Abstract:
For some years ago the main statement among verification engineers was “Bugs in hardware cost money”. Nowadays, the embedded software is playing an important role in the embedded systems industry and the statement can be updated to “Bugs in hardware and in software cost a lot of money”. Embedded software is very powerful in embedded systems in order to implement important functionalities and functional innovations. The developing costs of embedded software are becoming huge and its amount in safety critical systems is increasing. Therefore, the verification of complex systems needs to consider the verification of both hardware and embedded software
modules.
The most commonly used approaches to verify embedded software are based on co-simulation or on co-debugging, which consume long verification time and additionally have coverage limitations. Formal verification assures complete coverage, but is limited to the size of the module that can be verified. This dissertation extends the conventional verification limitations with methodologies that are based on temporal properties and formal verification. This work proposes to combine temporal assertions with testing, which is suitable to be applied in existing design flows due to the experience of the verification engineers with conventional verification approaches. Thus, the formalization of the requirements by means of temporal properties is able to improve the understanding about the design and the assertions can be re-used later in the combination of simulation and formal verification approaches.

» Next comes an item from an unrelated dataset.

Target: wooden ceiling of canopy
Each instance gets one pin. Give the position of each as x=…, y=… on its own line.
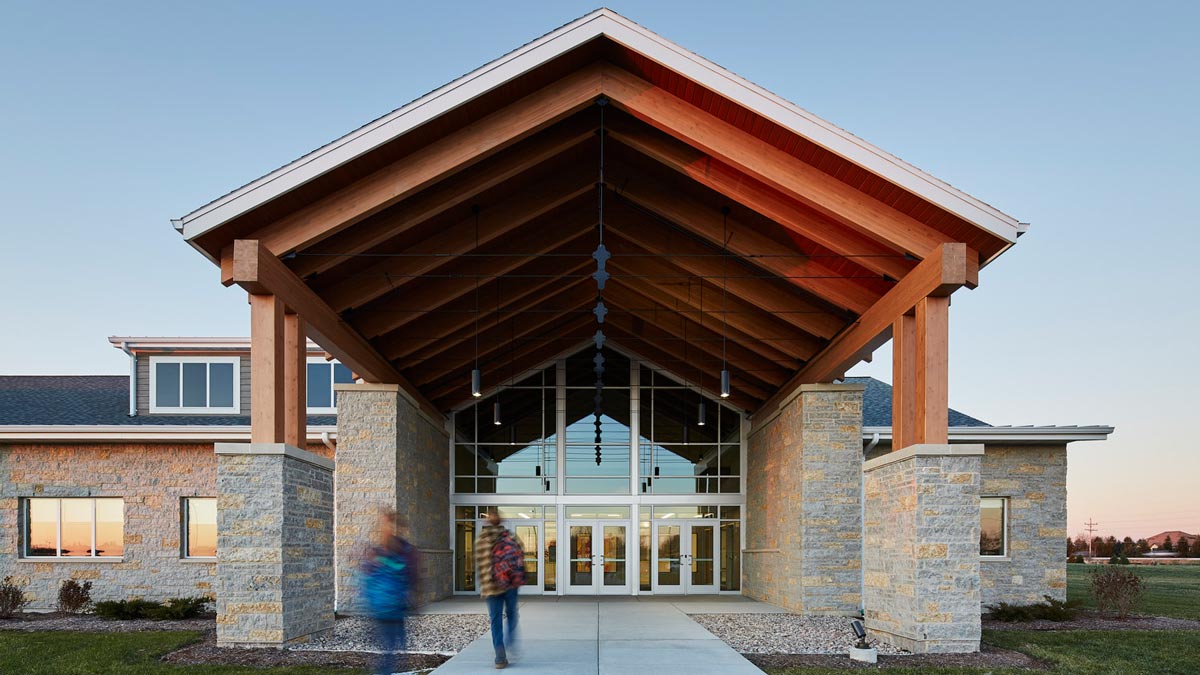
x=469, y=239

The main contributions in this dissertation are (1) two new approaches to integrate assertionbased verification in embedded software verification and (2) one new semiformal verification approach to increase state space coverage compared to simulation-based methods. The developed solutions are evaluated against an industrial automotive embedded software application.
Targeting at simulation-based verification techniques, new approaches are identified and investigated to efficiently integrate assertions in the verification of embedded software: On the one hand, a SystemC hardware temporal checker is extended with interfaces to monitor the embedded software variables and functions that are stored in a microprocessor memory model. On the other hand, a SystemC model is derived from the original C code to integrate directly with the SystemC temporal checker. The first approach shows the advantage to verify temporal properties in C programs straightforward under real conditions, however, requiring to explicitly model the microprocessor itself. For the second approach, a shorter verification time is achieved, however, a SystemC model has to be generated with more abstraction information. Due to the limitations of simulation-based approaches, a new semiformal verification is developed.
Targeting at semiformal verification techniques, an approach called SofTPaDS (Semiformal Verification of Temporal Properties in Hardware-Dependent Software), which is based on the combination of both assertion-based and symbolic simulation strategies for the verification of embedded software with hardware dependencies, is designed. In this approach, a simulation-based traversing of the state space is combined with local (temporal restricted) explorations of specific states on the simulation traces. The semiformal approach is evaluated to be more efficient than state-of-the-art model checkers in order to trace deep state spaces, and shows improvements in the state coverage relative to a simulation-based software verification approach.